ダイエットで
痩せることが必要な小児の肥満に関して疫学的な記述を行う際には、成長期における「肥満」の判定基準を何にするかが問題ですが、国際比較などを目的とした場合には、性・年齢別BMIチャートが発表されています、この基準を用いて成人でのBMI≧25に相当する者の割合の推移について国民栄養調査データを解析した結果では、最近20年間で12〜14歳の女子を除くと約1.5〜2倍弱の増加が認められました、また、男子では郡部でBMIの増加傾向が有意に高く、女子では大都市部で有意に低かったのです、すなわち、前述した成人における地域間差が小・中学生のうちからすでにみられていることが確かめられました。
最近20年間で、BMI≧25に相当する12〜14歳の約1.5〜2倍弱の増加は大きな問題です。思春期に肥満であった人は肥満でなかった人と比べて、老年期以降の生活、医療、生命予後が悪いことがわかっています。また思春期の肥満はほとんどが小児期肥満の持ち越しです。そういった意味で小児期に肥満対策をとることは大変重要な意味を持ちます。
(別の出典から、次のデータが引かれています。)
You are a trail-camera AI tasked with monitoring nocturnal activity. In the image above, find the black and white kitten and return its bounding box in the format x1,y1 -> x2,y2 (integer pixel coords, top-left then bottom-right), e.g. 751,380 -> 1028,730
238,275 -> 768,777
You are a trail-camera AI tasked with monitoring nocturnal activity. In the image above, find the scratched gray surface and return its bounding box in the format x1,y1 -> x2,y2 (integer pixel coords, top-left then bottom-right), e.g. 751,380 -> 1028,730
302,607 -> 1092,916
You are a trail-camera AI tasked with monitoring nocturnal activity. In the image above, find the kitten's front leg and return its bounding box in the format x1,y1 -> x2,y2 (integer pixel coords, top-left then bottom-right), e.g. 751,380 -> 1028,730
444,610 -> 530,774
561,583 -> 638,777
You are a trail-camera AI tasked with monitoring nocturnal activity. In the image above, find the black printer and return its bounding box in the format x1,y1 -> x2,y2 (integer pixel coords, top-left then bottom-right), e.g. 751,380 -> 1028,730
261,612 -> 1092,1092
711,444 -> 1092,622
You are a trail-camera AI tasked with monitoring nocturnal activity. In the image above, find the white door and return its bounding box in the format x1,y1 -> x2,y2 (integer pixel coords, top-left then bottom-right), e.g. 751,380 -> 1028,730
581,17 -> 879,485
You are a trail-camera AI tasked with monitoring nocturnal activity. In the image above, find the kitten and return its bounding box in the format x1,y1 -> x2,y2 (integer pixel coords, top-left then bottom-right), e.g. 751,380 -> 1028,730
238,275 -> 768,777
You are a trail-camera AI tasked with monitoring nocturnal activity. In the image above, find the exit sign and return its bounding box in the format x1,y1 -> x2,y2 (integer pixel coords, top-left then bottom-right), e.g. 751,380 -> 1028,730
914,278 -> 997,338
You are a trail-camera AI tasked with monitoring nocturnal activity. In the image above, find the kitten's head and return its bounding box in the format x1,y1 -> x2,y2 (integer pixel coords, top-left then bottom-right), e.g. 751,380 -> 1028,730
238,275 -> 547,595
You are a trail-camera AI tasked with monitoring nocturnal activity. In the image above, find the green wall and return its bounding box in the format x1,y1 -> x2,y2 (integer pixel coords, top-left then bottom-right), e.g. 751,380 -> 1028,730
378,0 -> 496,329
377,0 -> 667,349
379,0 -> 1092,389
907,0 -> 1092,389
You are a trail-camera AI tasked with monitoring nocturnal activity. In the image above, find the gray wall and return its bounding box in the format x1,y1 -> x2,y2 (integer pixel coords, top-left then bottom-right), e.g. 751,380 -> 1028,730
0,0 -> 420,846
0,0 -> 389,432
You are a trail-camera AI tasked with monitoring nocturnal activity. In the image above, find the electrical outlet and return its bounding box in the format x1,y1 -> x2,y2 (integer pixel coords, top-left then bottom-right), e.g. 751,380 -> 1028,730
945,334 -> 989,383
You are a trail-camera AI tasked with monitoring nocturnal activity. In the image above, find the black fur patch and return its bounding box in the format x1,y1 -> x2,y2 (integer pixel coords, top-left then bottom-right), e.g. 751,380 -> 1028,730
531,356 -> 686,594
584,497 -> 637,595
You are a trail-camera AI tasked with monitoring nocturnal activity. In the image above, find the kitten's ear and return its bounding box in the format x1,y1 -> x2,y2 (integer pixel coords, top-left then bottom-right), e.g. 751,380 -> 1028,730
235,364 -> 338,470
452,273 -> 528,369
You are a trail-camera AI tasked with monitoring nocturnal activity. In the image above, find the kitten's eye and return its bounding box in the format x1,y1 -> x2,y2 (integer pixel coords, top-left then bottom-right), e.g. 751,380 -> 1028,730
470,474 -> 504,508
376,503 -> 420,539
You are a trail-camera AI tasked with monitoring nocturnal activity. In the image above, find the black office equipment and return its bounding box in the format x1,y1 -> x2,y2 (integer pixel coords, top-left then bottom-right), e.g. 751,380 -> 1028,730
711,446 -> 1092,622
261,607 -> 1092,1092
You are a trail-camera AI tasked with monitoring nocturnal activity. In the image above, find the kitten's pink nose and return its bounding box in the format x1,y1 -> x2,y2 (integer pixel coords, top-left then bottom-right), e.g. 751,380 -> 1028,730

小児期には成長を始め沢山の大人とは違った有利な特性があります。その特性を生かして肥満を予防、改善することは、成人肥満より容易でかつ効果が持続し易い傾向があります。
軽、中等度肥満は、食生活や日常生活習慣を改めるだけで、かなり効果は認められます。高度肥満は、直りにくく糖尿病や脂肪肝、高血圧や高脂血症などの合併症も小児期から起こってくることが多いので、必ず医師の診察を受け、適切な指示に従う必要があります。